Another best play nominee, Paula Vogel’s semi-autobiographical “Mother Play,” shines a new, contemporary light on the traditional family drama. Jessica Lange, one of the show’s nominated stars, has headlined more than one old-school family tale, including “Long Day’s Journey Into Night” (for which she won a Tony) and “The Glass Menagerie.” She says, “There’s a long tradition in theater of plays like this, but I think this one is unique. For one thing, it’s told from a woman’s perspective” — and a queer woman at that.
The show looks back at a family’s life from a POV informed by contemporary social and political mores.

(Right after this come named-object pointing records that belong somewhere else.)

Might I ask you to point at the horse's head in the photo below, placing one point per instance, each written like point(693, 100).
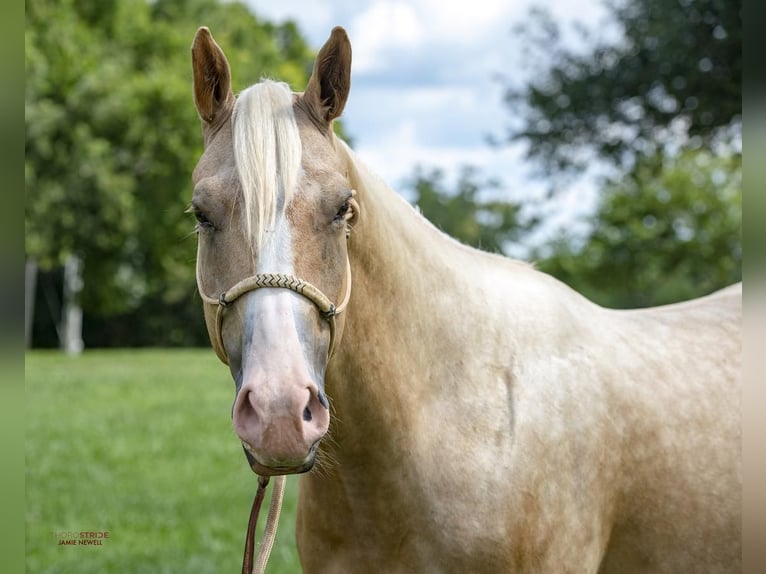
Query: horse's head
point(274, 207)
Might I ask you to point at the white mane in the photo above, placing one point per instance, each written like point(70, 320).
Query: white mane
point(267, 152)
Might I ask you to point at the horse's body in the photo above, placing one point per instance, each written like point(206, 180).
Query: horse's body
point(485, 417)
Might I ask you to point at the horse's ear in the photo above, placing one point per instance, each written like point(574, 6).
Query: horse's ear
point(212, 76)
point(327, 90)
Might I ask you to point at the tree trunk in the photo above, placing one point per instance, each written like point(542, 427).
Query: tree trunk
point(71, 316)
point(30, 290)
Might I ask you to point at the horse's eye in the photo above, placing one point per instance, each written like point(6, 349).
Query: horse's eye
point(202, 221)
point(344, 210)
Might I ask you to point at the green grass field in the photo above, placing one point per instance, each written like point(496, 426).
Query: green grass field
point(139, 443)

At the heart of the story is the bond between a brother and a sister (Tony nominees Jim Parsons and Celia Keenan-Bolger), growing up queer in an unwelcoming era. “I’ve never seen that kind of sibling story told on stage before,” Parsons says.
In “Mary Jane” (four Tony noms), playwright Amy Herzog was very much aware of the political issues raised by her show, about a single mother (played by Tony nominee Rachel McAdams) caring for a chronically ill child. Herzog says an earlier draft of the play functioned as a more overt condemnation of the health care systems that leave caregivers stranded, especially women.
“I’m sure there’s a good, very political version of this story that could be written, but for me it’s not dramatically where this play lives,” Herzog explains. “Bureaucracies fail us, especially women, and women end up picking up the slack and do an enormous amount of work unpaid. I wanted to look more deeply at Mary Jane’s experiences moving through the world as
a caregiver.”
While the tight, humane focus of “Mary Jane” conveys the play’s politics through its emotional force, Herzog found that in creating a new adaptation of Ibsen’s “An Enemy of the People” (five noms), it proved most effective to steer clear of underlining the 1883 play’s parallels to modern-day concerns about the environment — because they were so starkly evident that she worried audiences might imagine they were contemporary additions.
“My thought was that providing the audience with a little bit of distance to these people, with the paraffin lamps and the 19th century clothing and the slightly archaic way of interacting, would allow people to enter into the concerns of the play more fully,” she says of the story, which anchors its environmental dilemma in a familial rift between two brothers.
Throughout the Broadway season, such charged family stories were joined by revivals that similarly spoke to the moment, like “Purlie Victorious” (six noms) and “Cabaret at the Kit Kat Club” (nine nods), as well as new shows with political subjects like “Suffs” (six noms), a musical about the fight for women’s suffrage, and “Patriots,” a play about the man who orchestrated Putin’s rise to power.
All these productions landed with inescapable immediacy, galvanized by today’s politics.
“It was impossible to separate the family in this play from their political situation,” says Betsy Aidem, nominated for her lead performance in “Prayer for the French Republic.” “To come back and do the play after Oct. 7 was a huge confluence of meaning and fear and responsibility and privilege. People were talking to us about security and about how we should talk to the press. You suddenly realize your level of fear is no longer abstract. It’s real.”
The 77th Tony Awards will be held on June 16, airing on CBS and Paramount+.